Zij deden dit in de geest van Bart de Ligt, de in 1938 overleden theoreticus die binnen de beweging in de periode tussen de wereldoorlogen een aanzienlijke invloed had verkregen met zijn geschriften en lezingen.

De Ligt ontwikkelde complete strijdplannen tegen de oorlog en voor de verdediging van de sociale revolutie. Daarbij ging het om middelen die pas vanaf de jaren ’80 gemeengoed in de beweging zijn geworden als burgerlijke ongehoorzaamheid, boycot, non-coöperatie en lijdelijk verzet. Van massaal verzet in deze geest was echter geen sprake bij het uitbreken van de Tweede Wereldoorlog, noch van anarchisten, noch van anderen. Het duurde zelfs vrij lang voordat het verzet sowieso op gang kwam. Vanuit revolutionair-socialistische kring werd op basis van een dergelijke actiestrategie vanaf 1941 De Vonk opgezet, een illegale en ondergrondse organisatie die een gelijknamig blad uitgaf.

Hierbij sloten zich de nodige anarchisten aan, vooral uit de antimilitaristische beweging (IAMV) en de intellectuele hoek, zoals de kring rond het tijdschrift Bevrijding en leden van de Bond van Anarcho-Socialisten (BAS). In de stad Groningen kwam een sterke Vonk-groep tot stand waar verschillende anarchisten deel van uitmaakten, waaronder een aantal onverschrokken jongeren. Onder hen bevond zich Feiko Munniksma, een oud-dienstweigeraar. Verraad zou een flink deel van deze groep fataal worden. Ook Munniksma belandde in verschillende concentratiekampen maar wist deze te overleven.

Een tweede organisatielijn die ondergronds werkzaam was en waarbinnen anarchisten actief waren betrof voormalige leden van het NSV. Deze bleven veelal buiten De Vonk opereren, aangezien ze zich, zoals Albert de Jong, niet geheel konden vinden in het program van deze groep. Vooral in Amsterdam en Twente poogde deze kleine groep in bedrijven arbeidersraden op te zetten om van daaruit verzetswerk op te bouwen.

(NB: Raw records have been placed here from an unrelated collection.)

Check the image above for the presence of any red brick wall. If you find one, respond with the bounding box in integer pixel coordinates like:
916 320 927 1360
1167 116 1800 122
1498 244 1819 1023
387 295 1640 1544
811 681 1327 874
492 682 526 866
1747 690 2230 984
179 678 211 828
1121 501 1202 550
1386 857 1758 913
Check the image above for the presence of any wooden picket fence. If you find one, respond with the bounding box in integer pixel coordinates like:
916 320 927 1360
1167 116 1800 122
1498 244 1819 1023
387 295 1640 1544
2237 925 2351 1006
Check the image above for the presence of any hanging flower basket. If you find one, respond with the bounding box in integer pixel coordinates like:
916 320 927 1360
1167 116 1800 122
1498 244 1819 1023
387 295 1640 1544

Niet vergeten mogen worden de anarchisten die gewoon voor hun opvattingen bleven uitkomen zoals zij dit altijd hadden gedaan. Dit nu was reeds gevaarlijk. Zo werd het dragen van het gebroken geweertje Klaas Drent uit Nieuwe Pekela fataal. Hij werd op grond hiervan naar het concentratiekamp Neuengamme getransporteerd en werd daar vermoedelijk vergast.

Illegale publicaties

Nederlandse anarchisten hebben zich gedurende de Tweede Wereldoorlog met verschillende vormen van verzetswerk bezig gehouden. Allereerst dienen in dit verband de illegale publicaties genoemde te worden. Zoals gezegd waren verschillende anarchisten betrokken bij De Vonk, zo ook bij de publicatie van het gelijknamig blad dat door deze organisatie werd vervaardigd. De bekende propagandist Henk Eikeboom publiceerde in het blad, de genoemde Derk Ploeger en Piet Zuydendorp (IAMV, BAS) drukten het blad, de van de IAMV bekende Han Kuysten zette zich in bij de verspreiding van De Vonk, terwijl Wim Jong (eveneens bekend IAMV-er) eveneens bij het blad betrokken was. In Assen bouwde Teun de Jong (bekend als vrijdenker en betrokken als financier bij het anarchistische terrein ‘Tot Vrijheidsbezinning’ in Appelscha) een heel netwerk op voor De Vonk dat bestond uit zo’n 60 mensen. Ook hij drukte het blad, een proces dat op een gegeven moment regionaal werd georganiseerd. In Leeuwarden bestond een Vonk-groep rond Wieke Bosch, die voor de oorlog actief was in de IAMV en het Fries Propaganda Comité dat anarchistische bijeenkomsten in die provincie organiseerde. Zij werd gearresteerd in november 1942 toen de Sicherheitsdienst in het hele land leden van de Vonk (‘werkers’) arresteerde. Ze belandde in het bekende vrouwenkamp Ravensbrück waar ze werd vergast in februari 45, enkele weken voor de komst van de Amerikanen.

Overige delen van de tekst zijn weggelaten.